Bozkurt
Hepimiz ilkokuldan itibaren Türk tarihi ve Türk destanlarını öğrenir ya da dinlerken, bozkurt efsanesinin Türk tarihindeki, eski Türk inanışındaki önemine defalarca kez rastlamışızdır.
Kökeni Ergenekon Destanı’nın birçok farklı dönemine ve kişiye dayandırılsa da en evvel üç ayrı Çin kaynağında Türklerin türeyiş öyküsü olarak anlatılır. Daha sonraki dönemlerde Residüddin Fazlullah’ın Camiu’t-Tevarih eserinde ele alınmıştır. Diğer eser ise, Ebu’l Gazi-Bahadır’ın Şecere-i Terakime adlı eserinde değinilmiştir. Kimilerine göre bu eserler Moğolların, kimlerine göre ise Türklerin yaradılış destanıdır. Bazı görüşler ise birbirinden ayrılması mümkün olmayan iki toplumun ortak destanı olarak değerlendirir.

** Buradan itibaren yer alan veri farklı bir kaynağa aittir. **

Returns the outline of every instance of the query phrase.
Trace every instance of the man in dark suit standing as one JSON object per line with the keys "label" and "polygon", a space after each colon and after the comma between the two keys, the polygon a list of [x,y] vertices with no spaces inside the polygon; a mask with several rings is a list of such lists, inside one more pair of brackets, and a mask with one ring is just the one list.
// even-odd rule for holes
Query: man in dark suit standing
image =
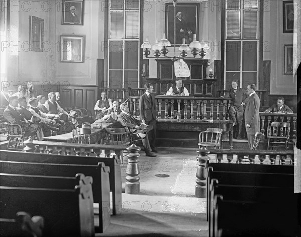
{"label": "man in dark suit standing", "polygon": [[[232,88],[229,89],[224,98],[231,98],[229,113],[233,121],[233,126],[236,127],[236,139],[240,139],[243,119],[243,106],[250,98],[247,92],[243,89],[238,87],[238,81],[234,80],[231,82]],[[223,96],[221,96],[223,97]]]}
{"label": "man in dark suit standing", "polygon": [[284,98],[279,97],[277,100],[277,104],[275,104],[265,110],[264,113],[292,113],[292,110],[284,104]]}
{"label": "man in dark suit standing", "polygon": [[155,148],[156,136],[156,100],[155,96],[152,94],[154,88],[152,84],[147,83],[144,85],[145,93],[140,97],[139,100],[139,111],[140,112],[140,119],[142,123],[153,126],[153,130],[150,136],[150,147],[152,151],[156,152]]}
{"label": "man in dark suit standing", "polygon": [[18,108],[16,108],[17,110],[20,114],[21,114],[25,119],[29,120],[31,119],[32,114],[29,111],[27,110],[27,109],[26,108],[27,102],[25,97],[22,96],[21,97],[19,97],[18,99],[18,102],[19,102],[19,106]]}
{"label": "man in dark suit standing", "polygon": [[255,84],[249,85],[247,89],[247,92],[250,98],[246,105],[245,123],[250,150],[252,149],[255,141],[255,134],[256,132],[260,131],[259,117],[260,100],[256,94],[256,85]]}
{"label": "man in dark suit standing", "polygon": [[44,134],[40,123],[33,123],[26,120],[16,109],[18,106],[18,97],[12,96],[9,98],[9,105],[3,112],[3,116],[9,122],[19,124],[26,135],[34,135],[37,134],[38,140],[42,140]]}
{"label": "man in dark suit standing", "polygon": [[[152,148],[149,144],[148,136],[147,135],[147,133],[152,130],[153,126],[147,125],[147,127],[144,128],[146,126],[146,124],[142,123],[140,120],[129,114],[129,109],[127,104],[121,104],[120,109],[122,112],[118,117],[118,121],[122,126],[127,127],[131,134],[137,134],[137,136],[142,138],[142,142],[146,156],[156,157],[157,155],[152,152]],[[143,126],[143,124],[144,126]],[[143,129],[143,128],[144,129]],[[142,130],[145,130],[143,132],[146,133],[146,134],[142,133]],[[141,132],[140,133],[140,132]]]}

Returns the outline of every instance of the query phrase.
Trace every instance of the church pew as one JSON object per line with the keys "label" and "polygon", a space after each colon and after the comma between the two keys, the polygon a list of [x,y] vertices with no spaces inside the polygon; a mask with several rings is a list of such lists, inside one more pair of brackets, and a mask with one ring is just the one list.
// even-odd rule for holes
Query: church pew
{"label": "church pew", "polygon": [[[20,153],[21,154],[21,153]],[[32,154],[28,153],[30,155]],[[43,155],[41,160],[46,155]],[[96,231],[103,232],[110,222],[109,168],[103,162],[97,165],[22,162],[0,161],[0,173],[23,175],[72,177],[77,173],[91,176],[93,199],[99,206],[99,227]]]}
{"label": "church pew", "polygon": [[[11,151],[1,151],[0,160],[30,162],[33,163],[73,164],[76,165],[97,165],[103,162],[110,168],[109,173],[110,188],[112,193],[113,214],[119,214],[121,205],[122,181],[120,159],[111,159],[98,157],[82,157],[69,155],[44,154],[40,153],[20,153],[20,155]],[[95,199],[94,199],[95,200]]]}
{"label": "church pew", "polygon": [[[43,217],[42,235],[39,236],[94,236],[91,177],[2,174],[0,179],[1,236],[33,236],[23,230],[17,221],[20,211]],[[58,188],[54,188],[56,185]],[[26,228],[33,229],[33,225],[25,224]]]}

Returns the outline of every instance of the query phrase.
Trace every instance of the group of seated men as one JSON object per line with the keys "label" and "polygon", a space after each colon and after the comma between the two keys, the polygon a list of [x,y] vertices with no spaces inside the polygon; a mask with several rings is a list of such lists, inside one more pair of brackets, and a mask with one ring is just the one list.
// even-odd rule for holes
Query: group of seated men
{"label": "group of seated men", "polygon": [[69,114],[56,100],[54,92],[48,93],[47,100],[43,95],[30,97],[28,101],[22,93],[19,97],[14,95],[9,97],[9,105],[3,116],[9,123],[20,125],[25,135],[37,135],[38,140],[41,140],[44,137],[51,136],[51,131],[59,134],[75,128],[69,121]]}

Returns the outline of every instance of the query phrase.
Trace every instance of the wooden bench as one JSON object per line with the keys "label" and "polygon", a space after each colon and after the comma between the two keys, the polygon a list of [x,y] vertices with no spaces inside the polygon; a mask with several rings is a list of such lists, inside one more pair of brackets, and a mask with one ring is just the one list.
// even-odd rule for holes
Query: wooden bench
{"label": "wooden bench", "polygon": [[20,211],[43,217],[43,236],[94,236],[91,177],[1,174],[0,181],[1,236],[33,236],[16,221]]}
{"label": "wooden bench", "polygon": [[[20,155],[17,156],[16,153],[12,151],[1,151],[0,160],[36,162],[38,163],[94,165],[97,165],[99,162],[104,163],[105,166],[108,166],[110,168],[109,176],[110,188],[112,193],[113,214],[117,215],[120,213],[121,208],[118,207],[122,205],[122,181],[120,159],[52,154],[46,155],[44,154],[31,153],[20,153],[19,154]],[[114,156],[113,157],[115,158],[115,157]],[[94,198],[94,201],[96,199]]]}
{"label": "wooden bench", "polygon": [[[30,156],[32,154],[27,155]],[[99,227],[96,230],[103,232],[110,222],[109,168],[103,162],[99,162],[97,165],[45,163],[44,160],[49,156],[40,156],[41,163],[0,161],[0,173],[61,177],[83,173],[91,176],[94,201],[99,204]]]}
{"label": "wooden bench", "polygon": [[208,165],[209,236],[294,236],[297,232],[293,167]]}

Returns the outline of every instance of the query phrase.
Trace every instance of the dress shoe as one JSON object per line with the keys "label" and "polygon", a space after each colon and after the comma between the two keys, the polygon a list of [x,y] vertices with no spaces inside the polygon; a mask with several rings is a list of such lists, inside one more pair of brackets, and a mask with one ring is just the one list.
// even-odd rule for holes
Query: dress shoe
{"label": "dress shoe", "polygon": [[146,136],[146,134],[145,134],[145,133],[138,133],[137,134],[137,136],[138,137],[141,137],[141,138],[144,138],[144,137],[145,137]]}
{"label": "dress shoe", "polygon": [[155,155],[153,152],[147,153],[145,155],[145,156],[149,156],[150,157],[156,157],[157,155]]}

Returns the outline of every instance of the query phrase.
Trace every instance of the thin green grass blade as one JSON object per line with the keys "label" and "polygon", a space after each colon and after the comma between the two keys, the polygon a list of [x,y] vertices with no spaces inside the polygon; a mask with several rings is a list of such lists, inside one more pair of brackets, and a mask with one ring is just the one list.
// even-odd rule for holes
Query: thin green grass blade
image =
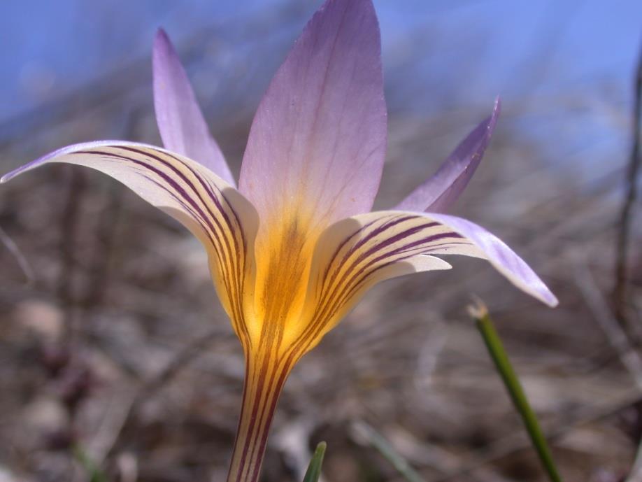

Rahmetli Ordinaryüs Profesör Fuat Köprülü hocaya göre efsanede bahsedilen Moğollar, esas itibariyle Oğuzlardı. Bu konuya dair yüzyıllar içerisinde birçok eser yazıldı, üzerine konuşuldu. Ziya Gökalp de dahil olmak üzere birçok kimse Ergenekon Destanı, türeyiş ve Altay dağlarından çıkışı edebi eserlerde ele aldı. Tüm bunlar, Türk soyunun var oluş destanı haline geldi ve kabul gördü. Bütün bu destanların temelinde bozkurdun Türk’e yol gösterişi, Türk ile kurdun dostluğu hep önemli bir rol oynadı. Şimdi birileri çıkıp “Bunlar gerçek olabilir mi?” diyor. “Efsane” diyorum, “Destané diyorum; bunların gerçekliği değil bir milletin içerisinde, gönlünde ve ruhunda edindiği yer önemlidir. Bozkurt efsanesi, Türk’ün ruhunda önemli bir yer etmiştir.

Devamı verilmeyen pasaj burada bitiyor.